La vida pública en España se desarrolla en un circo de tres pistas. En una, el Ejecutivo y el Partido Popular ha renunciado a los acuerdos parlamentarios y dedica su atención al combate singular que mantiene con Ciudadanos. Ni Cataluña, ni mujeres, ni pensiones, ni por lo que se ve, presupuestos. La prioridad es eliminar a Albert Rivera como opción viable antes de las próximas generales. La pregunta es si Ciudadanos esperará hasta el final de la legislatura o iniciará ya su asalto al poder, aprovechando la parálisis popular.
En otra pista, el independentismo lleva dos meses regalándose una orgía semántica sobre legitimidad, gobierno efectivo y república. Detrás del metalenguaje patriótico, se esconde una batalla por el poder. Mientras, el impasse vuelve a inquietar a empresas e inversores. Y la última encuesta del CEO indica que a la ciudadanía se le van pasado las ganas de embarcarse hacia Ítaca. Si se forma un Govern, tendrá que gobernar en lugar de proponer destinos mitológicos.
En la tercera pista actúa la izquierda, un magma liderado por personajes de credibilidad efímera más preocupados por sus problemas que por los de los ciudadanos: la indefinición y la tibieza de Unidos Podemos; las disensiones internas del PSOE y los juegos malabares de los los comuns de Ada Colau. El escaso protagonismo de las diferentes formaciones de la izquierda, y de los sindicatos, en los nuevos movimientos que surgen de la sociedad –mayores, mujeres— no solo anuncian nuevos reveses electorales; atestiguan su creciente falta de relevancia.

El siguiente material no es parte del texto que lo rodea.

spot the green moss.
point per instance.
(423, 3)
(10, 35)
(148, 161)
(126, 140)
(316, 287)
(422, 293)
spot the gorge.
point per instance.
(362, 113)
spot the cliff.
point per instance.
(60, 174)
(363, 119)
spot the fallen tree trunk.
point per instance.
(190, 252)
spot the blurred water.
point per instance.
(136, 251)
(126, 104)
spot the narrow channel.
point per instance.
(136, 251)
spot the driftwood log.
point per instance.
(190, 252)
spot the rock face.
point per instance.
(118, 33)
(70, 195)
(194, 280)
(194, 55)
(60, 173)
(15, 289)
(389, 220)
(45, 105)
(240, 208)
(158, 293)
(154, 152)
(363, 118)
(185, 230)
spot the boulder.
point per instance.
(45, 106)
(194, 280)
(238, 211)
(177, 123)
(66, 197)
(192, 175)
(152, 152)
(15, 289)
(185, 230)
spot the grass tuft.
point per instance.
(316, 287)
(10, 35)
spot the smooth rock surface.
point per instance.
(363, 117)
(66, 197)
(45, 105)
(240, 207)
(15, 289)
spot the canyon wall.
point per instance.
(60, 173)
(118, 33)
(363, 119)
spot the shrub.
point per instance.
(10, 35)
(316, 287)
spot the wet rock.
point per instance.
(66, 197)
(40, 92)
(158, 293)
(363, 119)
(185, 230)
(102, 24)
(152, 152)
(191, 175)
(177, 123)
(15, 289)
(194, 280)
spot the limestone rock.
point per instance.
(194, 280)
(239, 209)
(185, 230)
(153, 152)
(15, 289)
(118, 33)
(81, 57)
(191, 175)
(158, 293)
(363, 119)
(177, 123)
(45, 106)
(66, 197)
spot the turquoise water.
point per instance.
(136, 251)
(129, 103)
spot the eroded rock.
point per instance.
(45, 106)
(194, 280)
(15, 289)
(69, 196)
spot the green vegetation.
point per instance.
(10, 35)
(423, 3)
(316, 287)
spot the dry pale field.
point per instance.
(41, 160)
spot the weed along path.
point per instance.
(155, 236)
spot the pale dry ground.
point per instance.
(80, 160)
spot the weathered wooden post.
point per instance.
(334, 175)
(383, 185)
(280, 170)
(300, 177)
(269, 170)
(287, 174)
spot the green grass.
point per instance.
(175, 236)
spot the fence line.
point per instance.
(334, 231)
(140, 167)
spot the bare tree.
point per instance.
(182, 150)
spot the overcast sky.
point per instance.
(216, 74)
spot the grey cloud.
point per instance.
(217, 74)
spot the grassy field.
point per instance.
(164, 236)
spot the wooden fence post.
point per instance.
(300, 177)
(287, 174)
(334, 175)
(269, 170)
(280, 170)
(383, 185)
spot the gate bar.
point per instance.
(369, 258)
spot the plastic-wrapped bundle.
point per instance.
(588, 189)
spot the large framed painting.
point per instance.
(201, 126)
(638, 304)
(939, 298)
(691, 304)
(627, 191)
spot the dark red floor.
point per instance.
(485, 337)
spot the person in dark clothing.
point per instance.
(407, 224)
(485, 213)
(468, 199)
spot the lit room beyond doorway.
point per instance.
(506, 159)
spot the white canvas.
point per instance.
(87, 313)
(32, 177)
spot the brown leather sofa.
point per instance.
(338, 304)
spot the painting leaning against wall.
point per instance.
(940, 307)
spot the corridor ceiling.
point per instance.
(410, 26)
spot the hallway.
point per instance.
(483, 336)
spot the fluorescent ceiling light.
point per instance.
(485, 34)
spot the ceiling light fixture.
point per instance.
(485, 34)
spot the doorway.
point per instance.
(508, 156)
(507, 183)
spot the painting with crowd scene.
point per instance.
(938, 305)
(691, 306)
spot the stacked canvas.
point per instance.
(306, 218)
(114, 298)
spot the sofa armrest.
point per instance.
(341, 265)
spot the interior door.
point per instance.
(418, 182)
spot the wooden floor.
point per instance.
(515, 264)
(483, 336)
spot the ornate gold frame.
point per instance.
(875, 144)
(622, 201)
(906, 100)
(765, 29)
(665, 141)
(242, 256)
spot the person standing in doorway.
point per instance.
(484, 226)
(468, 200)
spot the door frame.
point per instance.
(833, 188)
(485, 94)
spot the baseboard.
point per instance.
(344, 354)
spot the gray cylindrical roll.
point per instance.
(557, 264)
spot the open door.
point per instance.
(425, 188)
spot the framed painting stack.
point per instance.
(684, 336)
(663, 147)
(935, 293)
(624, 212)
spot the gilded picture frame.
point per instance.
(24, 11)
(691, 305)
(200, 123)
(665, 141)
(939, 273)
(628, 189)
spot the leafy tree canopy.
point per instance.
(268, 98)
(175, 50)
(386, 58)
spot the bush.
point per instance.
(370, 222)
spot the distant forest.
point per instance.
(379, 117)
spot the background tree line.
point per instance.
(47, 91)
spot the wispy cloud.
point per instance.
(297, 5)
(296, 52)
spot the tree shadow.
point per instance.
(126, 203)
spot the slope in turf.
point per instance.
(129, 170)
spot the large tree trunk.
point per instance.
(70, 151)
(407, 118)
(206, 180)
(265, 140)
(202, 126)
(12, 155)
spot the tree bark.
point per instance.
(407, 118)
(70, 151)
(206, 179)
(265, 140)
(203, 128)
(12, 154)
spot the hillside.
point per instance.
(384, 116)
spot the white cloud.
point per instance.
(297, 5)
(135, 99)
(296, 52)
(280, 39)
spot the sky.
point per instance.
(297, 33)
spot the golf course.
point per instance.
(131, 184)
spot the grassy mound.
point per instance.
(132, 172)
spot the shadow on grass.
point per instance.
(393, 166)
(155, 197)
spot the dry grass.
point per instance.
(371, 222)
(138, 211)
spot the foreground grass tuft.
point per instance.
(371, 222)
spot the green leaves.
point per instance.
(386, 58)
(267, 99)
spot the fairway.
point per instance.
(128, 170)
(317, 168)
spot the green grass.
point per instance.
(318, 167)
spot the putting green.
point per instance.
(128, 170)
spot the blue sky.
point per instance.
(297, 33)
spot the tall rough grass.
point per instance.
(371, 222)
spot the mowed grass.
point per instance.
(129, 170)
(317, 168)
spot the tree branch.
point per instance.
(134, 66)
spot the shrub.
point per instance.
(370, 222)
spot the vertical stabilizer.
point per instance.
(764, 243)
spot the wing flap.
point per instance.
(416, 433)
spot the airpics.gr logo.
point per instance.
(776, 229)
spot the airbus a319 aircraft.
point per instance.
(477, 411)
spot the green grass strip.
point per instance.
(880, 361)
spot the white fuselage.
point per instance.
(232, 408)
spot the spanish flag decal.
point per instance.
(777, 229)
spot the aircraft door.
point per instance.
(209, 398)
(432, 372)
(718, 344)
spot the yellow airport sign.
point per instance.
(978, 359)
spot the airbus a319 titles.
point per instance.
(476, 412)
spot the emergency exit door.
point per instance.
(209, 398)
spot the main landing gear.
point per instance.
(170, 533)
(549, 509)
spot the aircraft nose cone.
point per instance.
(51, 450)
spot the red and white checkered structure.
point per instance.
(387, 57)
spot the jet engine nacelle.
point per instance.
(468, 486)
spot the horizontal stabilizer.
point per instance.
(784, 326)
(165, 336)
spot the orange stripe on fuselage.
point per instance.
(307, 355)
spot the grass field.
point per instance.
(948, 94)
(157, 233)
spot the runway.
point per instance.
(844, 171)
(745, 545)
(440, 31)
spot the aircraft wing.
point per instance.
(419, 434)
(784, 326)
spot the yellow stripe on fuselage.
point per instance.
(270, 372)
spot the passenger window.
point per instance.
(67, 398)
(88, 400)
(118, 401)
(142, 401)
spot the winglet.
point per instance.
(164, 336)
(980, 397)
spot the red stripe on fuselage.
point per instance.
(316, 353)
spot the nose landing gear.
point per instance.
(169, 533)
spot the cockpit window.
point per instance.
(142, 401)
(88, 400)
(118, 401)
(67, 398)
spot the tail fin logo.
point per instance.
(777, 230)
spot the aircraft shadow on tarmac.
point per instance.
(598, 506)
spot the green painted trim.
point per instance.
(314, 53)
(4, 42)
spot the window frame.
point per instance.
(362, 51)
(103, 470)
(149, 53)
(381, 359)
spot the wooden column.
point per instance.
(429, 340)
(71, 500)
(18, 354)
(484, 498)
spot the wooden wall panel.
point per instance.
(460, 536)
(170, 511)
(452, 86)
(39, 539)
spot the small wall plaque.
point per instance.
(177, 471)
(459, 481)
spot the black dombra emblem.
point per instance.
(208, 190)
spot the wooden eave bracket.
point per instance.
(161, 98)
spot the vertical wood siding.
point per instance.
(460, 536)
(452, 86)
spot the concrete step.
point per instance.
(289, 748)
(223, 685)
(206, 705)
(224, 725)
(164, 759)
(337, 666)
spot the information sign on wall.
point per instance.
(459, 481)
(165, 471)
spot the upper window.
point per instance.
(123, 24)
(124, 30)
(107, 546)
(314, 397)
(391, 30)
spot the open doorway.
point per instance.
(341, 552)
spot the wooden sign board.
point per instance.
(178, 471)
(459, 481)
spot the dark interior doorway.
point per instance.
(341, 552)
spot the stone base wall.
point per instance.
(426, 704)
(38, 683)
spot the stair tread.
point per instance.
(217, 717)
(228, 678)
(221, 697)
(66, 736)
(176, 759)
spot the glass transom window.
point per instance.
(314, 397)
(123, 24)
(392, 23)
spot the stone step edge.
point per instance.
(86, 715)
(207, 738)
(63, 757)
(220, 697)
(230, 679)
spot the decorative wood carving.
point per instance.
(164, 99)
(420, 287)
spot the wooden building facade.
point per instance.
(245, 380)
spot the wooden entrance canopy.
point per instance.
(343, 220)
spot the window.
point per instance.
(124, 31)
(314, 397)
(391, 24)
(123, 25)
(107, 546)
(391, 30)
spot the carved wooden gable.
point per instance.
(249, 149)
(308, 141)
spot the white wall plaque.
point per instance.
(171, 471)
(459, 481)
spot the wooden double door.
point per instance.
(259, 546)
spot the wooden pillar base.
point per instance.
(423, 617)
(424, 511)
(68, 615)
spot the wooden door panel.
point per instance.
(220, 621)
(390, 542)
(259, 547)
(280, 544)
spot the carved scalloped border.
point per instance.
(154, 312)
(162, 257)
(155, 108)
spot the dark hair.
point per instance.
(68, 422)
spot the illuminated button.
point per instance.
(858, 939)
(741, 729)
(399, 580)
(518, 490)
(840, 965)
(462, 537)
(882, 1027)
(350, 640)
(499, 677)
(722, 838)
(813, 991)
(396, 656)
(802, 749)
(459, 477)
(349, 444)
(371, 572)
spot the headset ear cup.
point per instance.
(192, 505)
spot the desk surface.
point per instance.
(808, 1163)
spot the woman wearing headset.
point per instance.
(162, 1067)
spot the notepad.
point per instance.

El día menos pensado, el hartazgo de los agraviados puede pasar factura al gobierno
El temor y el hartazgo permean las causas de los agraviados. Los pensionistas no solo temen por sus pensiones sino por las de sus nietos. “Aquí deberían estar los jóvenes, que van a ser los más perjudicados”, decía uno de los veteranos que rodeaban el Congreso. Las mujeres están hartas y han dicho “hasta aquí hemos llegado”. Piden que se les escuche, pero exigen respeto.
Mariano Rajoy lleva camino de cometer el mismo error que Aznar: alienar a los agraviados. ¿Afirmar que el PP es ‘quién más protege a los pensionistas’ cuando acaba de subirles el 0.25%? ¿Acusar de ‘elitista e insolidaria’ la huelga de mujeres del 8-M? Los argumentos del PP no solo rezuman conservadurismo; revelan una desconexión terminal con el país que gobiernan.
La oposición más efectiva con que ha topado Donald Trump ha surgido en cuestión de días instigada por un puñado de críos, hartos de que les ametrallen en los colegios. La clase política española –y eso incluye a la catalana— debería considerar la posibilidad de que, el día menos pensado, un colectivo cualquiera de nuestro propio estado de los agraviados –viejos, mujeres, catalanes hartos de que les mareen con el procés— se los lleve por delante.